Xcel plans to double its in-house wind capacity by the end of 2021, increasing it to 4.5 gigawatts. A good chunk of that growth will come from the 522-megawatt Sagamore Wind project, under construction in New Mexico just west of the Texas border.

After adjusting to the COVID-19 pandemic, Sagamore is back in the hot phase of installation, Xcel says. Several dozen of the planned 240 Vestas turbines have been erected. “At this point, we still anticipate having the Sagamore Wind Project in service by the end of this year as planned,” a company spokesperson said.

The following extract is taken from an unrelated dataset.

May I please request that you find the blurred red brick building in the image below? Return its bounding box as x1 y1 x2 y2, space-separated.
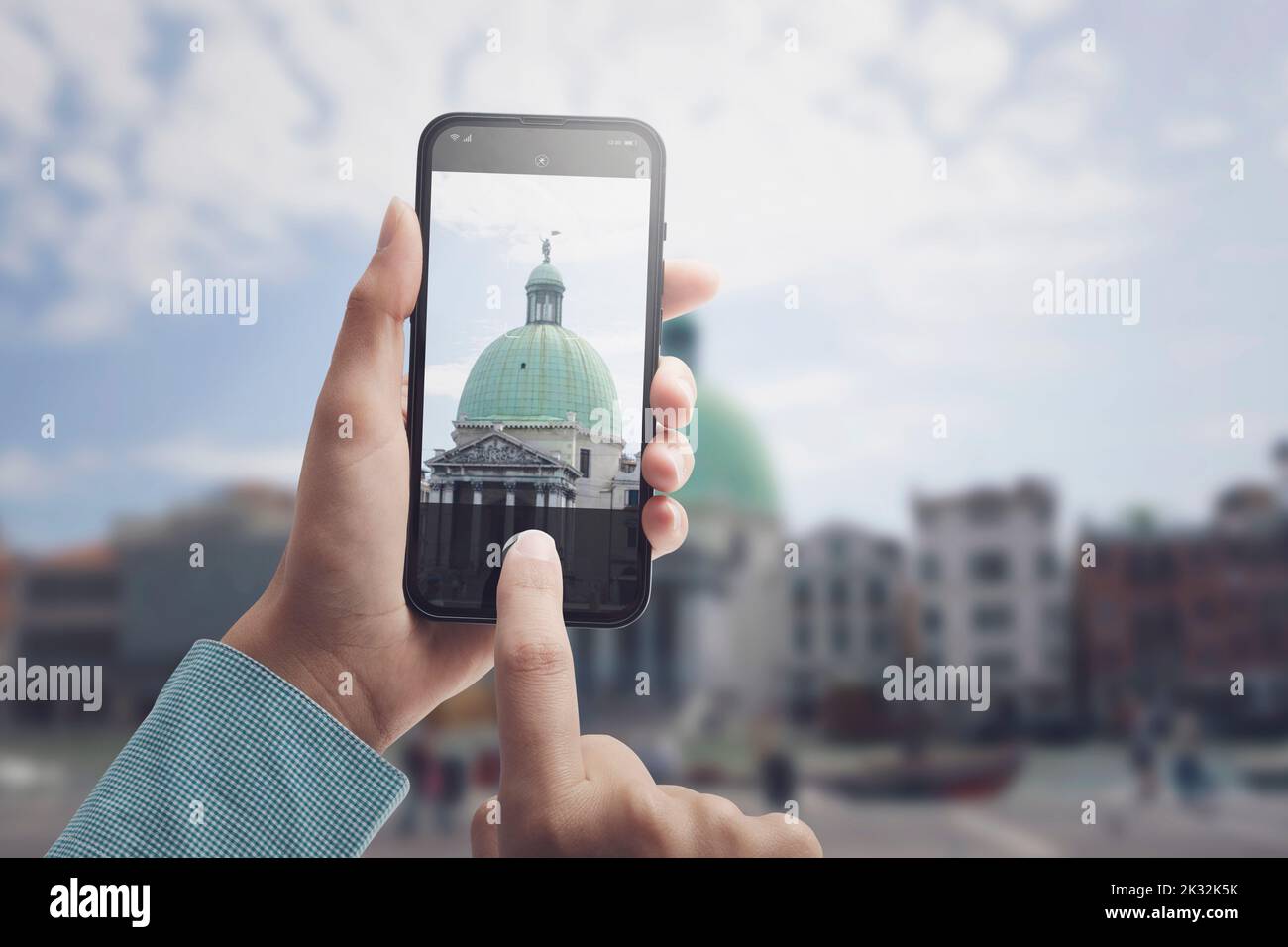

The first Vestas 2.2MW turbine being installed at the Sagamore project in New Mexico. (Credit: Xcel)

Coastal Virginia Offshore Wind pilot (Dominion Energy)

It may only be 12 megawatts in size, and not many people will ever see it with their own eyes, but Dominion Energy’s Coastal Virginia Offshore Wind pilot is a big deal.

The two-turbine project will be just the second offshore wind facility ever built in the U.S., and the first in federal waters, blazing a trail through the labyrinthine federal permitting process for every project that follows.

The logistics of building an offshore wind farm are far more challenging than an onshore facility, and the complexity is compounded when all the major turbine components and the specialized installation vessel must come from Europe, as is the case with Coastal Virginia. The coronavirus crisis doesn’t make things any easier.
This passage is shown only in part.